What marks this crowded vision of Golgotha as different from what one might recognize from traditional depictions of this subject? Where are the images of Christ and the two thieves placed within the image’s composition, and are they in the light or in shadow? How does this last feature affect the stand out/disappear nature of their dark brown-black hue, both against a glaring, bright yellow sun that is ambiguously rising or setting and against the rest of the figures and landscape elements in the painting with their bright pigments? Just below the foliage is a Roman soldier holding a spear—who might this be?—on horseback who appears to be chasing the foreground figures away; his facial expression is, interestingly, virtually identical to that of the Christ.
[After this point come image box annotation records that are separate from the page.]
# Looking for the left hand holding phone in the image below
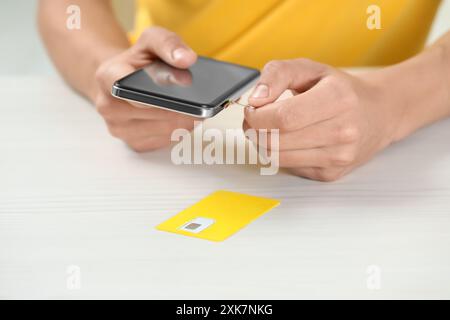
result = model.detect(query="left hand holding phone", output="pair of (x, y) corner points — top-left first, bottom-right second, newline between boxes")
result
(95, 27), (198, 152)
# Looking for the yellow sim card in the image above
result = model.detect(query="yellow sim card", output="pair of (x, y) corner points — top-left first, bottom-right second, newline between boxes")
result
(156, 190), (280, 241)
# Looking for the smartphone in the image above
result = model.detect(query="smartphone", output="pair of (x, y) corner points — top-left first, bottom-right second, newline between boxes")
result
(112, 57), (259, 118)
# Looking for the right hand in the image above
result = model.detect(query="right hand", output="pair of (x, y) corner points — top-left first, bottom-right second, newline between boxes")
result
(94, 27), (197, 152)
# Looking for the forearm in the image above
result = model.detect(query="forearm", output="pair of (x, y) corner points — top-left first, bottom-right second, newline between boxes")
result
(38, 0), (129, 100)
(371, 32), (450, 141)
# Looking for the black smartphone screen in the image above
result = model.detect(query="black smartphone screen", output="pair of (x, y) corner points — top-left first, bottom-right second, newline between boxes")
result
(115, 57), (259, 107)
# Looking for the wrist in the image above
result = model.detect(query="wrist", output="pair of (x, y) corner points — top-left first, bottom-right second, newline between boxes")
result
(366, 47), (450, 142)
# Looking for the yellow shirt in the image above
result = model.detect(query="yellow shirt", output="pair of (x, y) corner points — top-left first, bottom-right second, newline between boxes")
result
(131, 0), (440, 68)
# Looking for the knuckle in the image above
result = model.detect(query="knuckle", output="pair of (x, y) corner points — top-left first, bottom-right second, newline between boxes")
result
(95, 97), (114, 120)
(160, 31), (180, 48)
(127, 141), (151, 153)
(263, 60), (284, 73)
(315, 168), (342, 182)
(274, 105), (292, 131)
(330, 150), (355, 166)
(140, 26), (163, 40)
(337, 125), (360, 143)
(107, 122), (124, 140)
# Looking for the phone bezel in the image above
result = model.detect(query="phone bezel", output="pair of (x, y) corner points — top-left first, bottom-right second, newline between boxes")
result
(111, 57), (260, 118)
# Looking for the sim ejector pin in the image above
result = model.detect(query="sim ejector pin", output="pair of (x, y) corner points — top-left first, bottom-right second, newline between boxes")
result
(225, 100), (252, 108)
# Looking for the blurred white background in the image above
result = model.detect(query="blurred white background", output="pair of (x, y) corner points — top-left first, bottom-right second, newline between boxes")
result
(0, 0), (450, 74)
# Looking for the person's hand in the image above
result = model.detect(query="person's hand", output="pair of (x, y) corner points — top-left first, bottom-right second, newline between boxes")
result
(243, 59), (401, 181)
(94, 27), (197, 152)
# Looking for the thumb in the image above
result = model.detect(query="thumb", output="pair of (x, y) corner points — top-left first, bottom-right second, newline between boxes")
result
(248, 59), (329, 107)
(131, 27), (197, 69)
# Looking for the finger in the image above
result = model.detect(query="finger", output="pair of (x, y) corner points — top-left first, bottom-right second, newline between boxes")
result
(243, 119), (358, 150)
(279, 145), (356, 168)
(95, 57), (136, 94)
(290, 168), (351, 182)
(110, 119), (194, 141)
(245, 83), (346, 132)
(249, 59), (329, 107)
(96, 95), (196, 122)
(126, 136), (172, 153)
(131, 27), (197, 69)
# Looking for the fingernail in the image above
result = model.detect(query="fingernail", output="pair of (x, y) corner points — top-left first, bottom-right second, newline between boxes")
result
(252, 84), (269, 99)
(172, 48), (188, 60)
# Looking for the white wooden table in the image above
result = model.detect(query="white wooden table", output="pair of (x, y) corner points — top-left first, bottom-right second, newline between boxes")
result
(0, 77), (450, 299)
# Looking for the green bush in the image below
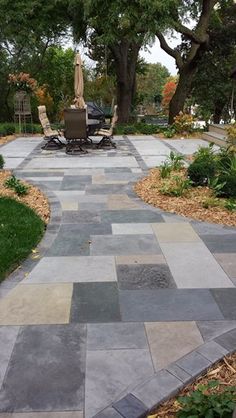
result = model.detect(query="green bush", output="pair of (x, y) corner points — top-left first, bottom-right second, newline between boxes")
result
(0, 154), (5, 170)
(188, 160), (216, 186)
(160, 176), (192, 197)
(187, 144), (217, 186)
(177, 381), (236, 418)
(4, 176), (29, 196)
(0, 122), (16, 136)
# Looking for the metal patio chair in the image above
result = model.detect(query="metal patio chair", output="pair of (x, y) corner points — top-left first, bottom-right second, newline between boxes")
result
(38, 106), (64, 150)
(64, 109), (88, 154)
(95, 105), (118, 148)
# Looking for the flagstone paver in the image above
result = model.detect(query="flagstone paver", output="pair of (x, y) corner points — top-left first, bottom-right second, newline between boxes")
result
(0, 135), (236, 418)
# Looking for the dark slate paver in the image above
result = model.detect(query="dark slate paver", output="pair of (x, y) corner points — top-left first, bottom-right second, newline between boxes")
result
(117, 264), (176, 290)
(197, 321), (236, 341)
(101, 209), (164, 224)
(211, 288), (236, 319)
(71, 282), (121, 322)
(60, 175), (92, 190)
(120, 289), (223, 322)
(0, 324), (85, 412)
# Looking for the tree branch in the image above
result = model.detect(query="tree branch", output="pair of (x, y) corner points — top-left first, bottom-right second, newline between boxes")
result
(156, 32), (184, 69)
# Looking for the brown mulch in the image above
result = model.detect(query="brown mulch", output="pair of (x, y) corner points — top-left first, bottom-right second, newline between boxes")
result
(134, 168), (236, 226)
(0, 135), (16, 146)
(0, 170), (50, 224)
(147, 353), (236, 418)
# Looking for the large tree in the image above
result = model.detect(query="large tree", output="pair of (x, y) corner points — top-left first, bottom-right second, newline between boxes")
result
(156, 0), (219, 123)
(69, 0), (175, 122)
(192, 1), (236, 123)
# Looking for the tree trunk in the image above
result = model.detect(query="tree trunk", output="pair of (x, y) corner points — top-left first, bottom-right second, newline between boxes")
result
(111, 40), (141, 123)
(169, 63), (197, 125)
(213, 102), (225, 125)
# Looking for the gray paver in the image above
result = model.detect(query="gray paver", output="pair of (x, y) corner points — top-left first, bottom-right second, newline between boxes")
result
(85, 349), (153, 418)
(160, 242), (234, 288)
(117, 264), (176, 290)
(71, 283), (120, 322)
(211, 288), (236, 319)
(0, 324), (85, 412)
(197, 321), (236, 341)
(200, 234), (236, 253)
(90, 234), (161, 255)
(176, 351), (211, 376)
(120, 289), (223, 322)
(215, 328), (236, 352)
(0, 327), (19, 387)
(62, 210), (101, 224)
(113, 394), (147, 418)
(101, 209), (163, 224)
(87, 323), (147, 350)
(197, 341), (227, 363)
(132, 370), (183, 408)
(22, 256), (116, 284)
What is it that the savior shares in common with this Roman pagan soldier—whose countenance one can discern even in its darkly shadowed state?

People fleeing in a chaotic array all share two traits: they are enveloped in boldly-colored robes and their faces offer the sort of features, particularly their noses, which reflect generations of Northern European stereotypical depictions of Jews. If we view Ascher as a Christian painter, this is a remarkable image not only for its expressive power but even more so for its emphatic focus on all the anonymous figures, (rendered as a Christian might render Jews), rather than on the crucified Christ or on figures like the Three Marys, Joseph of Arimathea, Nicodemus or John the Evangelist: if any of these individuals is present it is far from obvious. If we view Ascher as a Jewish painter, then he is one of a handful of Jewish artists to focus on the figure of Jesus between about 1870 and 1940. Compare this image with sculptures of Christ by Mark Antokolsky, Moses Jacob Ezekiel, and Marc Chagall: aside from diverse media (sculpture versus painting) what do the images created by these Jewish artists offer regarding their respective worlds compared both to each other and to the pre-World War I world of Fritz Ascher?